Something else I've been working on is trying to imagine how I'll feel after a particular chore or activity is completed. For example, starting the laundry today. I've been avoiding it for... five days. I literally couldn't/wouldn't shower this morning because the only towel not in the hamper was damp from my husband's shower (I was actually planning on taking a shower and just using it, but when the shower water wouldn't warm up after two minutes, the gods seemed to be against basic cleanliness, so I just wet my hair and did a quick manual wash of my lady pits and bits). While I only started half of the laundry, and folded even less of that, I still feel somewhat accomplished - I actually started it.* And you'd better believe that I have a stack of white (bleached!) towels all ready to go! That and Ian has underwear, apparently this is all we need to keep our household functioning with any sort of order (?). I envisioned myself having clean towels, told Felicity, "Let's do laundry! We'll really enjoy having clean laundry," and did it.

And the same with the cookies. After making dinner and spending almost two hours getting Felicity to bed, making cookies seemed like quite an effort, especially all of the in-and-out of the cookie sheets. But I thought about how good I feel when I make Ian's class cookies, and how good I feel giving Ian a warm cookie from the oven (especially when he's frantically grading papers or working on a project), and then I thought about how much I love to bake, so I did it. And, assuming you read the first section of this insanely long post, you know that I had a blast making cookies.

Highlight of the Day: Today held so many beautiful moments and no clear highlight emerges (!). I had such a nice time baking cookies and just being with Ian, so I'll choose that.

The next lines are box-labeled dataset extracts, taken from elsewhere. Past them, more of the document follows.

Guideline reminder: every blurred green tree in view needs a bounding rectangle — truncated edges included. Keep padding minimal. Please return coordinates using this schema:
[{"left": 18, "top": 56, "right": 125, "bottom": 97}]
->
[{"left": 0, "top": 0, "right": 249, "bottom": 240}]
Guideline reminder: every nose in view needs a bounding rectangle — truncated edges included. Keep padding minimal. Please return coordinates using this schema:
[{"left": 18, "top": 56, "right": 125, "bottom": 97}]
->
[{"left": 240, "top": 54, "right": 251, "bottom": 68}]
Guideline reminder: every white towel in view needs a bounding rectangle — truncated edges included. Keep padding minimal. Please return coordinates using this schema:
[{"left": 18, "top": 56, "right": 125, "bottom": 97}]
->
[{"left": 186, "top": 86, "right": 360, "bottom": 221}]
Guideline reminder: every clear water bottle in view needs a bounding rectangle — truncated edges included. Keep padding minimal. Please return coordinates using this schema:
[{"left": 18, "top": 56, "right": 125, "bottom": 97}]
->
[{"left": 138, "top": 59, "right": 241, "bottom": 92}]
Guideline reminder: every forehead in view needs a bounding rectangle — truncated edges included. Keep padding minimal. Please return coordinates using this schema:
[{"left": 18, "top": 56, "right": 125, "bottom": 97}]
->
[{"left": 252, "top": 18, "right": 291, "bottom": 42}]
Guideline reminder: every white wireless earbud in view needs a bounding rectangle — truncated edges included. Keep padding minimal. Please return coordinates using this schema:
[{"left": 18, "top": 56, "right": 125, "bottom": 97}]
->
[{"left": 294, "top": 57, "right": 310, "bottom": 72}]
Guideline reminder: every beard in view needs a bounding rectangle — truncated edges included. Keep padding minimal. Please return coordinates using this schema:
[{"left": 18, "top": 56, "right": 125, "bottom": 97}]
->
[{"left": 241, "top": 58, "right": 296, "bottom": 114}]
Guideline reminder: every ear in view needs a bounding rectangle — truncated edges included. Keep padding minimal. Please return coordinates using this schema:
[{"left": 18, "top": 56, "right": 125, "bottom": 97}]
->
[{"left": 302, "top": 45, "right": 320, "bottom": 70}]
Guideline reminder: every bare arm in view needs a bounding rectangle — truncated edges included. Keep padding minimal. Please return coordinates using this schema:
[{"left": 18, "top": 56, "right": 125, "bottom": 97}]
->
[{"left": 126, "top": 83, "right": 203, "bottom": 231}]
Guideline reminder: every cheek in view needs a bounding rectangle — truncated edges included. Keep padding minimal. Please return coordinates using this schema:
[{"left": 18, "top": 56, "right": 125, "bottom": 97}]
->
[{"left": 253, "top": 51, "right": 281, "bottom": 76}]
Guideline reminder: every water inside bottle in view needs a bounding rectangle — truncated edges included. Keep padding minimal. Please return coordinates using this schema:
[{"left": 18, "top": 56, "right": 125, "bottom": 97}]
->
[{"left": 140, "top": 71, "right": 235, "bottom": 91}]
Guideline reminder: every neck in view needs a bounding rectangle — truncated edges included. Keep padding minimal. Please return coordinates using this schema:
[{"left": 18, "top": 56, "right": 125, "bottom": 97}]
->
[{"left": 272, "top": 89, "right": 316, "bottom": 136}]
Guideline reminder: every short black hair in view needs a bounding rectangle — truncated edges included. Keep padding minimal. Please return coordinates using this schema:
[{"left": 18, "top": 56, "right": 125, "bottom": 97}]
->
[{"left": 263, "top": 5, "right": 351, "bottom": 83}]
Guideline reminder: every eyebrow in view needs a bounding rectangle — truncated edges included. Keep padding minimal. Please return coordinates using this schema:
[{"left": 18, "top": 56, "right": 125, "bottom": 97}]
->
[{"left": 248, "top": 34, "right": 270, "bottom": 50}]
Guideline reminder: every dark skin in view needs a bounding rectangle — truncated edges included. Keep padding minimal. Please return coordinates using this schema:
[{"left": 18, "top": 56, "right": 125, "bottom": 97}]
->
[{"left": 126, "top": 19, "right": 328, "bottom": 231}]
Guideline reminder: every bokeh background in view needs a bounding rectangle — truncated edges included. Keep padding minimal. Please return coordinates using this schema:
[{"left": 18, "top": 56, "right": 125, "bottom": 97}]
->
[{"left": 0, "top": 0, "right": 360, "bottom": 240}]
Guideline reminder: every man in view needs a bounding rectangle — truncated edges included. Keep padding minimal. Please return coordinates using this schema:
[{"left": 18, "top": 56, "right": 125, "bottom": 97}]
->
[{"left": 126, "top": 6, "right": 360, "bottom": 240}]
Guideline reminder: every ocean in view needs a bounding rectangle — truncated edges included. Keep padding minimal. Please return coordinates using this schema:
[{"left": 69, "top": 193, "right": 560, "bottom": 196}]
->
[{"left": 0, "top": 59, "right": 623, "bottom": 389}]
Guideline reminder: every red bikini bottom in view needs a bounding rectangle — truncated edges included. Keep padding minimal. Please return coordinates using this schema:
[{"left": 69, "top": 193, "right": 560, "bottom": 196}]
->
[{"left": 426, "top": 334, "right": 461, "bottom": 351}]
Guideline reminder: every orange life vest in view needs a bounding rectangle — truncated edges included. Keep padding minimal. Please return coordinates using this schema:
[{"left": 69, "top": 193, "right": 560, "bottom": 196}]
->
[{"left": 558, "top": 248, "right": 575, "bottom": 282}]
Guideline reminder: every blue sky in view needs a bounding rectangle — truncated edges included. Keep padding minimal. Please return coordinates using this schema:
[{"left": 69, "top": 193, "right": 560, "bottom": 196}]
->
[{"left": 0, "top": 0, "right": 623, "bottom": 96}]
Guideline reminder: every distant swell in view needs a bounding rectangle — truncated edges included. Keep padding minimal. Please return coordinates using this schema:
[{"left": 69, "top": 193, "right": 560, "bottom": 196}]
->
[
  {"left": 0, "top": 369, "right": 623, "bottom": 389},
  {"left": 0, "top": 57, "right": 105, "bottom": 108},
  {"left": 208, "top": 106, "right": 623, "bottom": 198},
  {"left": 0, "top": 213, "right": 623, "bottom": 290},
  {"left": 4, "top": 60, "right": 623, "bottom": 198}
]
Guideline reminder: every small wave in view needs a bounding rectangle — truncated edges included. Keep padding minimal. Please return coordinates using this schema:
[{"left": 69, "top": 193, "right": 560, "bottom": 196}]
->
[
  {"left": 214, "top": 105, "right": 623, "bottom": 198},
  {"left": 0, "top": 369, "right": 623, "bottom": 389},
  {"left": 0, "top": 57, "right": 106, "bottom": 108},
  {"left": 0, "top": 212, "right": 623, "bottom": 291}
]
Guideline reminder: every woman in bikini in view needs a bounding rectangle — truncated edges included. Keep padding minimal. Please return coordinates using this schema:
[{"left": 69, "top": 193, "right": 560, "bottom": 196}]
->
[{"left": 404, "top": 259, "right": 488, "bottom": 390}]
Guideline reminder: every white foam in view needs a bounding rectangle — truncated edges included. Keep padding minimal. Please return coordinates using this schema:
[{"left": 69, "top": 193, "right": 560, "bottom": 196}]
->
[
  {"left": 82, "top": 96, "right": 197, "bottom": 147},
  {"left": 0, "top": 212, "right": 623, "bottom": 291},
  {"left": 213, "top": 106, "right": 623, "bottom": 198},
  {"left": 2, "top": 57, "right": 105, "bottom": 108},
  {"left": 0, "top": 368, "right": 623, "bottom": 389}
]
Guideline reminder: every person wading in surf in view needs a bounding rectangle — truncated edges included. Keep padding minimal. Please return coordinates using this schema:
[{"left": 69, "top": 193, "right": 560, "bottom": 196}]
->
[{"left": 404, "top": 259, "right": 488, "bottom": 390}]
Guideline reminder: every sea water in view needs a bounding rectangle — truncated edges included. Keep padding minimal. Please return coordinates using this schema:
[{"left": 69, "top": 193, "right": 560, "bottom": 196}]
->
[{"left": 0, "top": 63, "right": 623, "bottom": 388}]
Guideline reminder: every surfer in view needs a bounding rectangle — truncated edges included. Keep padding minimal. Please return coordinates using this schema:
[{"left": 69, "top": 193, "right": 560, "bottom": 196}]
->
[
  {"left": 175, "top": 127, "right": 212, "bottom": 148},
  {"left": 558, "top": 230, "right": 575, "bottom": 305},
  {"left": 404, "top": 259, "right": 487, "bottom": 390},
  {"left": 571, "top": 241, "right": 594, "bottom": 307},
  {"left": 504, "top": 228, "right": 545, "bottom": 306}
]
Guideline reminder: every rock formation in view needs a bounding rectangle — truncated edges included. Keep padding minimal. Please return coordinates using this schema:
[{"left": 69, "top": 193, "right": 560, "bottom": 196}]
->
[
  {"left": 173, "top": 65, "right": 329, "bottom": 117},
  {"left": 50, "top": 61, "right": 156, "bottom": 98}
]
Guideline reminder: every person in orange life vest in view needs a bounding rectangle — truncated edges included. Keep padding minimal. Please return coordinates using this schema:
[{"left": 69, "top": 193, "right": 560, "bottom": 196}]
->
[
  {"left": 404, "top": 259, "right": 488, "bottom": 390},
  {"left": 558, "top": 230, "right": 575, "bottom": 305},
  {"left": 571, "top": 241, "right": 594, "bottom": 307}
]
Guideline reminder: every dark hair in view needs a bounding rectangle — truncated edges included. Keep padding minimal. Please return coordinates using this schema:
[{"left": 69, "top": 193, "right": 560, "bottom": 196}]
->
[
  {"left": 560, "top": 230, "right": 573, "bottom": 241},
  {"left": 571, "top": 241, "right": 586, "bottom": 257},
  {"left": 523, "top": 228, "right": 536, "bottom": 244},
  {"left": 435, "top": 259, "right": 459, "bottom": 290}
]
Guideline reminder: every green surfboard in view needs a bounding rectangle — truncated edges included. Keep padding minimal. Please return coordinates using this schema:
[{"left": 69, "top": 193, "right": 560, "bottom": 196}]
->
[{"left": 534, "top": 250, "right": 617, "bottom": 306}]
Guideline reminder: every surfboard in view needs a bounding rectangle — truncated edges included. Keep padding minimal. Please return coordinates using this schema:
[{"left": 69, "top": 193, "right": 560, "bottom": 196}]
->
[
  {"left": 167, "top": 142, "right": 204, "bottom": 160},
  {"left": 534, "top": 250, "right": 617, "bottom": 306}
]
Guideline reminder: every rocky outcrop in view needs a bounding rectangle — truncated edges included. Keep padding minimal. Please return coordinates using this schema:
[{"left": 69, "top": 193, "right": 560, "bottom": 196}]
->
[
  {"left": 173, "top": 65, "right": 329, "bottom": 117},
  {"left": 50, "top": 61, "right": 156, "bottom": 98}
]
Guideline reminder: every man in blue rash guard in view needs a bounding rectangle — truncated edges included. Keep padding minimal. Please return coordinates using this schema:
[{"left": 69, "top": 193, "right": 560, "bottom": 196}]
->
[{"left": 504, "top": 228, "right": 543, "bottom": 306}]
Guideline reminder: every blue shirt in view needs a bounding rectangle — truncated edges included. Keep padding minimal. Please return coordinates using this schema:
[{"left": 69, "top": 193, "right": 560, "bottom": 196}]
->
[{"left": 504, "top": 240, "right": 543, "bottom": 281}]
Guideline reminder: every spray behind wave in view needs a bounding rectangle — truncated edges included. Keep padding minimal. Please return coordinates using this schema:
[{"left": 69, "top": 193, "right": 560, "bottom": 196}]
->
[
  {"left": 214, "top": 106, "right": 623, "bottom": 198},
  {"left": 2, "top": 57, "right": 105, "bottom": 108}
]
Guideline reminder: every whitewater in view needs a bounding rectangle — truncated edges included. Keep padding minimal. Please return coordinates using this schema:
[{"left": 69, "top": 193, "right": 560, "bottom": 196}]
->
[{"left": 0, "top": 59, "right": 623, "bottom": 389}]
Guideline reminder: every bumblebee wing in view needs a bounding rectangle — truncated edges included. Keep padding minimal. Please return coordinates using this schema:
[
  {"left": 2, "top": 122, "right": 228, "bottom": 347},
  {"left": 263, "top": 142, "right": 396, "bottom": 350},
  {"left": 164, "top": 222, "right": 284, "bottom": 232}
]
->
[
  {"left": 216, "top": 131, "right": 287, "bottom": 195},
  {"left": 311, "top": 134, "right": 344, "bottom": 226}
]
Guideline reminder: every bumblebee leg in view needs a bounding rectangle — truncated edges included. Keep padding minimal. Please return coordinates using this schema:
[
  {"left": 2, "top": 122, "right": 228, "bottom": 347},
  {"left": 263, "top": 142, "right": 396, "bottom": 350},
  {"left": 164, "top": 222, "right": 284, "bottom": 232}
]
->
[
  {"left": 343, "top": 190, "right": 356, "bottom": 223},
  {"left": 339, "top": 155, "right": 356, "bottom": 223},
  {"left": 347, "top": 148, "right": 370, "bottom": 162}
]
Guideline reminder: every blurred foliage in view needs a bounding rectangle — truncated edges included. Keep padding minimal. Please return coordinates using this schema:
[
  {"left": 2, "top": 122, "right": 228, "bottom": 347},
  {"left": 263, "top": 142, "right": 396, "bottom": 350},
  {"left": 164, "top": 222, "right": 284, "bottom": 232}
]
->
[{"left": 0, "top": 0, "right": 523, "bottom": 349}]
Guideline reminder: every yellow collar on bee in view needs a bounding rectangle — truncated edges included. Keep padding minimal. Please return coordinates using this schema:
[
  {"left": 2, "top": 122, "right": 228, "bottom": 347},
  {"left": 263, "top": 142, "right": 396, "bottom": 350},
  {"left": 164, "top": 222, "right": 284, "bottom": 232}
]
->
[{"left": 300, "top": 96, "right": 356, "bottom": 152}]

*I don't know what it is about having a baby, it's probably the lingering postpartum depression, but I have an insanely difficult time starting anything that seems daunting. So chores can go awhile without being completed simply because it's hard for me to muster up the get-go. I swear I'm not lazy, I just get overwhelmed really easily, and I sometimes it feels easier to avoid something all-together than feel overwhelmed in the middle of it. Of course, we all know that things that are just waiting to be done haunt you and make you feel terrible. The ghosts of bathroom-to-be-cleaned are wretched, thesis-to-be-written are just terrible!